Marriage record of Jackson Day & Sarah Oney

Andrew Jackson Day & 2nd wife

Sarah Oney’s parents were William Oney and Susanna Coburn who were both born about 1807 in Kentucky. (Correction: Not true. Sarah's parents were Rhoda Day and James Oney, who were first cousins. James Oney's father was probably William Oney from Tazewell, Virginia. See post "The Oneys and a Couple of Great Stories") They were still living and listed on the 1870 census in Floyd County. Most researchers on ancestry.com list William’s father as Benjamin Oney with a trail leading back to Tazewell County, Virginia. William’s death record on 9 Mar 1878 lists his father as Samuel Oney from Pike County. That’s a question to be answered on another day.

William Oney, died 9 March 1878, father Samuel Oney 


Andrew Jackson Day’s father was Thomas P. Day. He was born in 1804 in Virginia and died before 1880 in Kentucky. On the 1840 census he is in Tazewell County, Virginia; on the 1850 and 1860 he is in Morgan County; and on the 1870 he is in Magoffin County.  His wife was Margaret “Nancy” McGrady, who was born in 1812 in Grayson County, Virginia.

Thomas’s father was Joseph Day who married Rhoda Cock, daughter of Andrew Cock, on 10 August 1796.  Rhoda died 16 August 1827 at age 49, after having given birth to at least 10 children.  Joseph remarried to Rebecca Dunn in 1830, and his second wife had 7 children!  At the age of 80, just a few months before his death, he wrote his will and listed his youngest son as age 8.  Joseph lived in Grayson and Carroll counties in Virginia.  Joseph and Rhoda are both buried in Carroll County, VA.

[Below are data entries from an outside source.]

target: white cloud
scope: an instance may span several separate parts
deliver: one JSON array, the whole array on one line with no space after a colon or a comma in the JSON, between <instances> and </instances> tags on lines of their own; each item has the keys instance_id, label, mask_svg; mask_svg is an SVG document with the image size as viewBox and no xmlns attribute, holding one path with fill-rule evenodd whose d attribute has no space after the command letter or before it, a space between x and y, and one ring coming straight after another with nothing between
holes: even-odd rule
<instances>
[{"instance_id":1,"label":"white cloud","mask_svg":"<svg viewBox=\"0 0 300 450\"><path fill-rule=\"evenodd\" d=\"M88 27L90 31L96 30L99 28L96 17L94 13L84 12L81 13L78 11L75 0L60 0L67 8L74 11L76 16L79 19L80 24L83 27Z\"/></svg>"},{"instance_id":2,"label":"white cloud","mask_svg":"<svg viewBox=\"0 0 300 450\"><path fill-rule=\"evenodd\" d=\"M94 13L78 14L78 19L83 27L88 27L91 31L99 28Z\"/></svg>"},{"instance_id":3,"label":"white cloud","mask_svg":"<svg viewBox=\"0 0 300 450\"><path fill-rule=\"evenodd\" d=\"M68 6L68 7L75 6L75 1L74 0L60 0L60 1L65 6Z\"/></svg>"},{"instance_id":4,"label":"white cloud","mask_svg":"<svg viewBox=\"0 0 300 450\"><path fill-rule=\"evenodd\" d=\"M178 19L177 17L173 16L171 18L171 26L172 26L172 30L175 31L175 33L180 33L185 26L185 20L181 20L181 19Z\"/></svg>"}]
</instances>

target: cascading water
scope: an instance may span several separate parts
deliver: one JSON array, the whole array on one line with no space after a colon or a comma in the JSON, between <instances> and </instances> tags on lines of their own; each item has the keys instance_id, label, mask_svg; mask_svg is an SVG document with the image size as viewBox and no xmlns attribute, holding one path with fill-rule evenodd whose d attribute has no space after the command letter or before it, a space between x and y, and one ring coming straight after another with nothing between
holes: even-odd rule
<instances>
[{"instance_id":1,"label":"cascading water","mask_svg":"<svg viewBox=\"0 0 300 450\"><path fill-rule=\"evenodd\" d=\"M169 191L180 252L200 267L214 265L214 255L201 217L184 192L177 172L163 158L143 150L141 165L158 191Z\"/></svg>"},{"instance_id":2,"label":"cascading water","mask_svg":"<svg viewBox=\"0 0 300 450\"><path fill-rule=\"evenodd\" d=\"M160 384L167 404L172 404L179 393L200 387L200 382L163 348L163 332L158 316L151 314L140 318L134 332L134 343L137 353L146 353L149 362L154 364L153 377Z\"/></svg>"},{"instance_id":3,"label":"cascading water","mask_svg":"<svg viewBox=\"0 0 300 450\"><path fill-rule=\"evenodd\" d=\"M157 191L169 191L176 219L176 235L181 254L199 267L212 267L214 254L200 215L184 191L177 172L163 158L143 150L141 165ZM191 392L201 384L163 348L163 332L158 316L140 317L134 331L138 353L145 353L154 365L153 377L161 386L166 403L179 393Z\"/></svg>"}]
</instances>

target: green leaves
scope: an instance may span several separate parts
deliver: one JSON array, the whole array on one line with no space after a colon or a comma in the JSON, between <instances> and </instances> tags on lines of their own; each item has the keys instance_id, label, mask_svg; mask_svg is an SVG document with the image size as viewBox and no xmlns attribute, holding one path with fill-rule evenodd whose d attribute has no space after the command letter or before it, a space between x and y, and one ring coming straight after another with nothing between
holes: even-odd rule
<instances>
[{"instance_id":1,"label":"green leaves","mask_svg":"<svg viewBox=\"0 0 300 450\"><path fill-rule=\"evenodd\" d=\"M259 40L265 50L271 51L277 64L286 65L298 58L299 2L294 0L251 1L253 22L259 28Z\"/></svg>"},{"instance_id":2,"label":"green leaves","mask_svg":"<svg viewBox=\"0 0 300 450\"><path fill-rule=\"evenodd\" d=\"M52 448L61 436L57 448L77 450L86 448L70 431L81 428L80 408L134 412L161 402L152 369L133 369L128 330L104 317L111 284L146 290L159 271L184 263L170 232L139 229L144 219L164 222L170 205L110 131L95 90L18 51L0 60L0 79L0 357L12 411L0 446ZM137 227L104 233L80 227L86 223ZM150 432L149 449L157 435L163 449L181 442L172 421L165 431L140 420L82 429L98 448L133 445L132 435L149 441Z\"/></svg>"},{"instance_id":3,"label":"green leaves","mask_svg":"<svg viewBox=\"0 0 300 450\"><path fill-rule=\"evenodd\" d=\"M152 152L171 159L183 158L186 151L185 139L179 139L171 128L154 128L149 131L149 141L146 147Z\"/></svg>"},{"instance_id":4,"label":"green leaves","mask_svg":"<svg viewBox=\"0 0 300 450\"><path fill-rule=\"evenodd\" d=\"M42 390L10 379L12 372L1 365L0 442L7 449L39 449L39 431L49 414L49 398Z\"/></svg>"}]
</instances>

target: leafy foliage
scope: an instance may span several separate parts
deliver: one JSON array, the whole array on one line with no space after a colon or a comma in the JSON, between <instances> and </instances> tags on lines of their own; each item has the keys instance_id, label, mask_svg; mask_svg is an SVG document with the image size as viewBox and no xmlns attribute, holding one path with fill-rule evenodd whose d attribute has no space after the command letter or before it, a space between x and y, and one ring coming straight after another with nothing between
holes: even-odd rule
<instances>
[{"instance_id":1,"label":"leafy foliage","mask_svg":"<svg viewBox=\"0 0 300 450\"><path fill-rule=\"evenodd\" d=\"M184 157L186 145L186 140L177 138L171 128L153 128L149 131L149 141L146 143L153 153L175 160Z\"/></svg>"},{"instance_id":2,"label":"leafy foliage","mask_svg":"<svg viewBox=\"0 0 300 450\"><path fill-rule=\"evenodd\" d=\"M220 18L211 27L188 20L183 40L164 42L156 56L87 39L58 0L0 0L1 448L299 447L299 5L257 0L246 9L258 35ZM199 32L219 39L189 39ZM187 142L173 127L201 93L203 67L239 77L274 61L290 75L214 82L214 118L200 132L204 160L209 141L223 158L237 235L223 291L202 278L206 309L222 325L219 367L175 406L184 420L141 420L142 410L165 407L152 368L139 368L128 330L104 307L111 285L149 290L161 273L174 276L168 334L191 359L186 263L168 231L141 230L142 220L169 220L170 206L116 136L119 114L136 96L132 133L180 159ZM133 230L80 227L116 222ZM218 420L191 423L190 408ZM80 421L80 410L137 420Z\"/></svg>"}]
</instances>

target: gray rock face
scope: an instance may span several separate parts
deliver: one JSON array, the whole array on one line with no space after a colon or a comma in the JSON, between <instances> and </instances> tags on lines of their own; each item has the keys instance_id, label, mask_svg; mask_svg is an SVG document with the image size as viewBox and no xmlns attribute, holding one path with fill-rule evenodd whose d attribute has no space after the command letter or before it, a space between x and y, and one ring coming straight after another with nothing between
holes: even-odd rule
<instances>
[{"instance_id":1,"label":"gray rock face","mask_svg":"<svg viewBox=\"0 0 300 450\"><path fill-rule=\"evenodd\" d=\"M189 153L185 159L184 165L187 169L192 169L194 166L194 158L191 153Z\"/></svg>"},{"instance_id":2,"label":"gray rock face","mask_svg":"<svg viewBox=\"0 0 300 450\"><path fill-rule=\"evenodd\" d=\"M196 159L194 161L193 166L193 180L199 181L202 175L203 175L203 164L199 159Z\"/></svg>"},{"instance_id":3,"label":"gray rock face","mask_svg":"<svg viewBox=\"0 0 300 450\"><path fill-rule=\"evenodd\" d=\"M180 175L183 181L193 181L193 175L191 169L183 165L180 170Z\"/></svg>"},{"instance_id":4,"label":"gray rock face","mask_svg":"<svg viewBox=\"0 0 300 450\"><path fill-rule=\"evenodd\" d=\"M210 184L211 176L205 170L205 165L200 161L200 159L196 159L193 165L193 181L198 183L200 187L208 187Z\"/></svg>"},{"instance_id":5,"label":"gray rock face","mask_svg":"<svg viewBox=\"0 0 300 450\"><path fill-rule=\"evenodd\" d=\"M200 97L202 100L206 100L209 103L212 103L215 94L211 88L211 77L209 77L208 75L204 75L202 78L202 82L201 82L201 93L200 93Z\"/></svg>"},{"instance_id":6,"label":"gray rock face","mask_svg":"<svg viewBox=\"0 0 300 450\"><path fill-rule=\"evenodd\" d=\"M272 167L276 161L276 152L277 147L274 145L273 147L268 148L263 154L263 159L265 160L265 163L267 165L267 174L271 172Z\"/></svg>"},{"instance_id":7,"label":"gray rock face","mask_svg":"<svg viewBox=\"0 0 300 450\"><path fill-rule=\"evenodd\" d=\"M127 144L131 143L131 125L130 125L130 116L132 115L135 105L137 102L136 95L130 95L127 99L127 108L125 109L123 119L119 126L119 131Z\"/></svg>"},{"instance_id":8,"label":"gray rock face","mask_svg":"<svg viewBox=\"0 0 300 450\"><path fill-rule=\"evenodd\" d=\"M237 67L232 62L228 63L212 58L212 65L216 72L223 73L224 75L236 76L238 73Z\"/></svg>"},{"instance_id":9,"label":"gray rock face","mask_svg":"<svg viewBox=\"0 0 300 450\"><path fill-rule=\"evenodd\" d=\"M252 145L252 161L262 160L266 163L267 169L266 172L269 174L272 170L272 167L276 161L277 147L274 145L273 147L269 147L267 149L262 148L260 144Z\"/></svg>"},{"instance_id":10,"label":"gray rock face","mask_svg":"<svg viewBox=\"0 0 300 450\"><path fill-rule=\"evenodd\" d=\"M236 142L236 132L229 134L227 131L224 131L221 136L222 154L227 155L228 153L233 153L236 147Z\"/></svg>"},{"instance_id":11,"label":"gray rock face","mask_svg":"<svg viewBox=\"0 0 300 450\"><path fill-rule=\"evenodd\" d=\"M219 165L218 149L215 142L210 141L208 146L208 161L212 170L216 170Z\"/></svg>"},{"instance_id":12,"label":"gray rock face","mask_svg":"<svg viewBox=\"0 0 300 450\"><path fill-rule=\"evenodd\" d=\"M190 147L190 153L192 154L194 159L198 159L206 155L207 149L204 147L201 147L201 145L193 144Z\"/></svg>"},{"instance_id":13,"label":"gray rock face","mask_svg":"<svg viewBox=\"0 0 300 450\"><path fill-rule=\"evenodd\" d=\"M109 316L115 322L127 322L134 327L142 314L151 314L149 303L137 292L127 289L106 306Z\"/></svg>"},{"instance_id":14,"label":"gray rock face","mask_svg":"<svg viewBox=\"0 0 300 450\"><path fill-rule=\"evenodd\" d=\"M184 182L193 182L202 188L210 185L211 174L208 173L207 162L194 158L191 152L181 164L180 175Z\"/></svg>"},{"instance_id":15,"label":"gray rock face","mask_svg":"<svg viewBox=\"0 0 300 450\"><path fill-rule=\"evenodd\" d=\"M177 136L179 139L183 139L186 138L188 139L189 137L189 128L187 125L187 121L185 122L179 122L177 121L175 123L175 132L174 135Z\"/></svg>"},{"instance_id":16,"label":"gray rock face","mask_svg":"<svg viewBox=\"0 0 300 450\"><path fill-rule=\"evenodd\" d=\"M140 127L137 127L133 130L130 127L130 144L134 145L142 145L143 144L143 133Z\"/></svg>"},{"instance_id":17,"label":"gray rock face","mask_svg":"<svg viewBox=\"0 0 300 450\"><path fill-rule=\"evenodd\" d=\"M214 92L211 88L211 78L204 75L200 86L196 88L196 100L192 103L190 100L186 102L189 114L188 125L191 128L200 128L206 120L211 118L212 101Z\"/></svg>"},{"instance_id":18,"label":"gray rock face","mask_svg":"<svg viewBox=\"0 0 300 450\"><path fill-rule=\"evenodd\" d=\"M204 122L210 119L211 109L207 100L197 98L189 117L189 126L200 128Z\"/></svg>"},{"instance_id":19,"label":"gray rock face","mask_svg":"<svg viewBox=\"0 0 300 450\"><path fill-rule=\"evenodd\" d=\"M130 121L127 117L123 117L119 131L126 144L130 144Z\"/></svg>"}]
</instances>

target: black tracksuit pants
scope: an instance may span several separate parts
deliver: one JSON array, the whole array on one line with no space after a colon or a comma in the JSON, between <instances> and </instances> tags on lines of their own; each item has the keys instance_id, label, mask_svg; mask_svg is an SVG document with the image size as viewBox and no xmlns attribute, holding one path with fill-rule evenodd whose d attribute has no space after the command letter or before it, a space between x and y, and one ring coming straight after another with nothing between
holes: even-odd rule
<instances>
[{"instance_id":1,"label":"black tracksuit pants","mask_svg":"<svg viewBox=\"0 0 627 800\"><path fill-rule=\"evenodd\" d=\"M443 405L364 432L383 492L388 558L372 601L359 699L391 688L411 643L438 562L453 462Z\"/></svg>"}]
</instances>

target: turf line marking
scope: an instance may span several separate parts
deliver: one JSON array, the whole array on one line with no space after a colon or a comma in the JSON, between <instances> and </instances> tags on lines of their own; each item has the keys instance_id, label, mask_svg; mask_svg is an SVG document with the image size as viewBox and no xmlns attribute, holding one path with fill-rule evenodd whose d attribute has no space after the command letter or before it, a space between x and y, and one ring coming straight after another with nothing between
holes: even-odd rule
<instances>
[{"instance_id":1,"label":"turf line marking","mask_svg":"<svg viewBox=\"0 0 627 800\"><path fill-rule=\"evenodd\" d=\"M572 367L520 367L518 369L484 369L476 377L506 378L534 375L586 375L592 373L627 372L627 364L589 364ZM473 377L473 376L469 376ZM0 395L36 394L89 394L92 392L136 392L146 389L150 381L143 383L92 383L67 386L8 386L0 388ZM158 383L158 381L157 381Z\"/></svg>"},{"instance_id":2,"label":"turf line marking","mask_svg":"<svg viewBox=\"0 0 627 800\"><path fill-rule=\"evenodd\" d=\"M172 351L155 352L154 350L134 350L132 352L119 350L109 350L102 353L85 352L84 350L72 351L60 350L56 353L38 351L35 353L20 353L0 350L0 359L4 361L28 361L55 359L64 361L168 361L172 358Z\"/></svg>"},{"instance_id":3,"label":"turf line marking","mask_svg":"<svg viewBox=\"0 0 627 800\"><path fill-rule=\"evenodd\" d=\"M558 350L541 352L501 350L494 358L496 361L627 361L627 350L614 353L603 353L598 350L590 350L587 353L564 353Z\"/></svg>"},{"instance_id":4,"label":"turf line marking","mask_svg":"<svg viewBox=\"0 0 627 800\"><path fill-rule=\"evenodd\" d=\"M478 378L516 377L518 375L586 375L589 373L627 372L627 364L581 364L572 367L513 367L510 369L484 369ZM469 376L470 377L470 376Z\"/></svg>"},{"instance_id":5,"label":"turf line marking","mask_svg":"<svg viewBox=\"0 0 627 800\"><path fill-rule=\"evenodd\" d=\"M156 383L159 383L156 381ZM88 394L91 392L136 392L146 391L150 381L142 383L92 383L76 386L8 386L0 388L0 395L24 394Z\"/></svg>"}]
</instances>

Nancy Emily Reed’s parents were Lewis Reed and Sarah Patrick. They married 3 May 1849 and were living in Morgan County at the time of the 1850 census. On the 1860, 1870, and 1880 censuses they are living in Magoffin County in Salyersville and Johnsons Fork. Lewis died on 9 December 1895 in Elsie, Magoffin County.  Sarah Patrick, daughter of Robert Patrick and Elizabeth McMullen, was born 5 January 1830 and died 15 March 1892 in Elsie. Robert Patrick was from Staunton, Augusta County, Virginia.  He was born in 1779 and died in 1859 in Madison County, Arkansas.  His headstone reads “KY Militia, War of 1812.”  His parents were Hugh Patrick and Susanna Harris.

Patrick Cemetery, Madison County, Arkansas
The parents of Lewis Reed were Daniel Reed and Martha “Patsy” Lewis.  Daniel was born 3 April 1806 in Virginia.  Daniel and Patsy were enumerated on the 1830-1870 censuses in either Morgan or Magoffin counties. They were living near the mouth of Cow Creek when Daniel died on 8 February 1878. Patsy died on 18 April 1880 in Magoffin County of pneumonia.   

Patsy’s father was John Lewis. He was born in North Carolina in 1782 but was living in Kentucky by 1820 and in Morgan County by 1830. His parents were James Lewis and Winnie Henson.  According to Lewis family researchers, James came from Wales to America with his father Nathaniel in 1740. They settled first in Virginia. James died in 1825 at Cutshin Creek, Perry County, Kentucky, and is buried in the J.C. Lewis Cemetery in Wooton.  He served in the North Carolina Militia during the Revolutionary War. There is a sign in the cemetery listing his children and commemorating his service.